Alguien soltó una risita malévola.
—¡Silencio! —soltó el sargento con un susurro amenazador—. Permiso para ponerle un correctivo, señor coronel.
—Supongo... —comenzó a decir el coronel, pero en ese momento lo interrumpieron.
– Aaah...-comenzó a aullar alguien, primero en voz baja y después cada vez más alto, y la mirada de Andrei recorrió el campamento, buscando al que aullaba y por qué lo hacía.
Todos se agitaron, asustados: todos movieron la cabeza de un lado a otro, y entonces Andrei vio al soldado Anástasis, de pie tras la cabina del tractor, que con el brazo extendido apuntaba hacia delante, tan pálido que parecía verde, incapaz de pronunciar una palabra inteligible.

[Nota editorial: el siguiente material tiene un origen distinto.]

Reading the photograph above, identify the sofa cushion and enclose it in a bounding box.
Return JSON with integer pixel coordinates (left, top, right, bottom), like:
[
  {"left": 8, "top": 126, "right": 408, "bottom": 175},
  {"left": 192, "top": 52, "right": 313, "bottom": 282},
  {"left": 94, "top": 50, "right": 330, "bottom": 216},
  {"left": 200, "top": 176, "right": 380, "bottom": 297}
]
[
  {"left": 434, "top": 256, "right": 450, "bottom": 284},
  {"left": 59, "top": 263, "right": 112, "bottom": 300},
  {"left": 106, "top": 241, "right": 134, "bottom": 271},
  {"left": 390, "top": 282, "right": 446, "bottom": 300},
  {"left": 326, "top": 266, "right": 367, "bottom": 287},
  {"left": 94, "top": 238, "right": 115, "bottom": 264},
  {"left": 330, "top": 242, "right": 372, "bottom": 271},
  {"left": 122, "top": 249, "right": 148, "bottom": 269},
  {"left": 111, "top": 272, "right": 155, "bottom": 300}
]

Andrei, tenso en espera de lo que pudiera ser, miró en la dirección que señalaba el soldado, pero no vio nada. La calle estaba vacía, y en la lejanía se movía ya el aire recalentado. De repente, el sargento se limpió la garganta haciendo ruido y empujó su gorra hacia delante. Alguien soltó un taco en voz baja, con ferocidad.
—Dios todopoderoso... —balbuceó una voz desconocida, junto a su oído.